No mention is made of the fact that the U.S. is bogged down in Iraq and Afghanistan and struggling to deal with nuclear crises in Iran and North Korea. But realism has never been a neoconservative strength.
Neoconservatives were supposed to have their grand war in Iraq; witness the frequent invocations that we were in a "war" as long and vast as the Cold War and as ideologically pure a match-up as World War II. However, the grim failure to pacify Iraq dashed neoconservative hopes for "regime change" in Syria and Iran. But now another opportunity arises, and the armchair warriors can barely conceal their glee.
Ironically, calls for a massive war against an organized, monolithic evil enemy mirrors the rhetoric of the very Islamic terrorists Horowitz hates. Bin Laden has been attempting for years to rally the world's Muslims against a perceived American-Israeli threat whose tentacles reach not only into Iraq and Palestine but every place Muslims are oppressed. Both Horowitz and Bin Laden wish for a war that will transform the Middle East. Bin Laden hopes that this war will lead to the overthrow of the Arab monarchies and dictatorships, the destruction of Israel, and the establishment of Islamic states. Horowitz and his fellow neoconservatives want to overthrow the governments of Iran and Syria, and create a Westernized Middle East that exists in a state of political and cultural submission.
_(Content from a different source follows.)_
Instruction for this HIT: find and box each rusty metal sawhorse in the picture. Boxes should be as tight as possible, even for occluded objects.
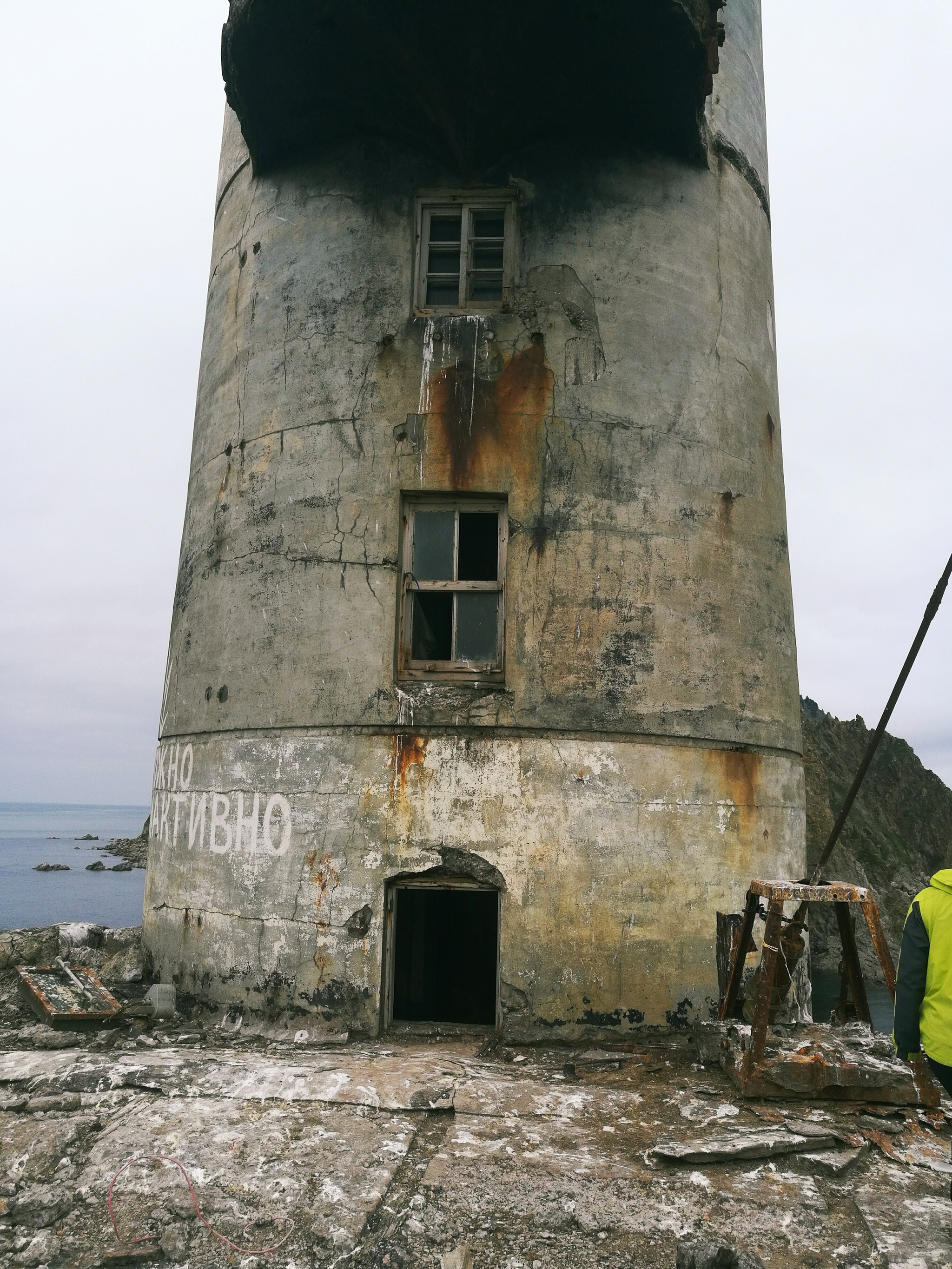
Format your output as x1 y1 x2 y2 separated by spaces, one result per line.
719 881 896 1083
But neoconservatives are blind to the reality of the situation: the invasion of Lebanon and the crackdown in Gaza is a massive overreaction by Israeli prime minister Ehud Olmert. Few states would react to terrorist groups kidnapping its soldiers in the way Israel has. Imagine if Al-Qaeda attacked us in Iraq and the Taliban struck in Afghanistan, kidnapping several of our soldiers. Would we attack Saudi Arabia, where Al-Qaeda is bankrolled? Would there be armored legions streaming into Pakistan, the place where the Taliban originated, and may be still supported by elements of the Pakistani military?
As many commentators have noted, the war threatens to destroy the rotting remnants of the Oslo agreement, disrupt the already tenuous balance of a Middle East plagued by crisis in Iraq and Iran, depress the stock market and make oil prices skyrocket, expose the West to more terror attacks from disaffected Muslims, provoke Shiite militias to attack American troops in Iraq, and endanger Israeli civilians to terrorist retaliation both from within and without. And all to rescue a few soldiers whose freedom could have been obtained through diplomacy.
As bad as this conflict may be, it pales in comparison to what would happen if the Bush administration extended beyond Iraq by attacking Syria and Iran. Let Kristol, Horowitz, Ledeen, Stein, and Mowbray defend "civilization" themselves, in real life, not the World War II fantasy world that they live in, where tin-pot dictators are the Axis powers, Olmert is Winston Churchill, and George W. Bush is FDR with a twang.
Adam Elkus is a freelance writer living in California.